The South Kilkenny Historical Society’s second lecture of 2024 will take place on February 23, when Dr Ruth Duffy and Dr Alison Garden will talk about mixed marriages in Ireland - ‘Acts of Union: Mixed Marriage in Modern Ireland’.
This lecture will give an insight into the history of mixed marriage, and mixed relationships, in twentieth-century Ireland—offering us a glimpse into people’s lives during an extraordinarily turbulent period in Irish and British history.
Taking an all-island approach and looking at a variety of sources – including oral history, popular fiction, poetry, archival materials and more – Ruth and Alison will explore the vast complexities of sustaining a relationship across political and/or religious divides. Although such marriages were relatively common, there has been limited research on this subject. Drawing from a range of moments across the twentieth century, they will examine how this phenomenon was both imagined and experienced, for individuals and their families, when such relationships have historically been a contentious undertaking.
Dr Ruth Duffy is a historian of medical and oral history. Her expertise lies in modern British and Irish history; the Troubles, medicine, Irish society and culture. She particularly focuses on using oral history as a method to uncover hidden or sensitive histories.
Dr Duffy is currently a Research Fellow at Queen's University Belfast In the School of Arts, English and Languages. Prior to this, Ruth worked as an Oral History and Public Engagement Officer on the NHS Voices of Covid-19 project at the University of Manchester.
Ruth has collaborated with the University of Birmingham’s Forged by Fire: Burns Injury and Identity in Britain project. Contributing expertise on the La Mon Hotel Bombing to be used in a graphic novel which was published by the project. She has also contributed to the Epidemic Belfast podcast and written a piece for their website about the experiences of medical staff working during the Northern Ireland Troubles.
Ruth’s first monograph on the experiences of the Northern Ireland health service during the Troubles, which is under contract with Liverpool University Press, is due to be published in Autumn 2024. The monograph is based on her PhD thesis which was awarded the Adele Dalsimer Prize for Distinguished Dissertation from the American Conference for Irish Studies in 2022.
Dr Alison Garden is a Senior Lecturer and UKRI Future Leaders Fellow at Queen's University Belfast.
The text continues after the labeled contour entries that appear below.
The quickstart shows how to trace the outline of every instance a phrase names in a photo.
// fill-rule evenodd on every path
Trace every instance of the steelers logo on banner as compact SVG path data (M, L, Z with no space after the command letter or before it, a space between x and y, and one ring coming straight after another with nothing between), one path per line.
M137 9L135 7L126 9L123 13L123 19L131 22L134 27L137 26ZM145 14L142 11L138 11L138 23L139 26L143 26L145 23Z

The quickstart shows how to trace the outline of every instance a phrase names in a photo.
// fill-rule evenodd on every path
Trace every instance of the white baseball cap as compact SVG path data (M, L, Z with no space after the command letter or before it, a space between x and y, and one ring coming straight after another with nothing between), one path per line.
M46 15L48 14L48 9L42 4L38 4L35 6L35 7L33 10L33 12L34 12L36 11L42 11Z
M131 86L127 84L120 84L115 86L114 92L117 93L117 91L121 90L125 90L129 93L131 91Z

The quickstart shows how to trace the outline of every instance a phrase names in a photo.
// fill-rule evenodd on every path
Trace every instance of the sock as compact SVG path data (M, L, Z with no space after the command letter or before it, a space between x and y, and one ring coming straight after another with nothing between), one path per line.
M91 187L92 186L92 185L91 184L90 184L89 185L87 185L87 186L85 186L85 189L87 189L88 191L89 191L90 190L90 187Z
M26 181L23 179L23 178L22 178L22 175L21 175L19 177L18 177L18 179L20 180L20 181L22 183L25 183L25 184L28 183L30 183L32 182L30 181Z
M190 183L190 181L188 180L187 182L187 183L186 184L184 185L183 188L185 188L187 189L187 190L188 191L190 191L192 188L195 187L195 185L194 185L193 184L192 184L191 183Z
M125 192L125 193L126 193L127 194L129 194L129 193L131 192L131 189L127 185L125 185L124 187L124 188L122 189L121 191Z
She is an inaugural member of Young Academy Ireland; a Fellow of the Royal Historical Society; and a Fellow of the Senator George J. Mitchell Institute for Global Peace, Security and Justice.
Dr Garden is a literary critic and cultural historian, fascinated by how national narratives intersect with the intimate, everyday realities of people’s lives and the stories we tell about this. She has published widely on Irish literary, cultural and political history, and has particular interests in the histories and cultures of love, romance and sexuality.
The lecture takes place in Mullinavat Parish Hall (opposite church) at 8pm, on Friday next (February 23).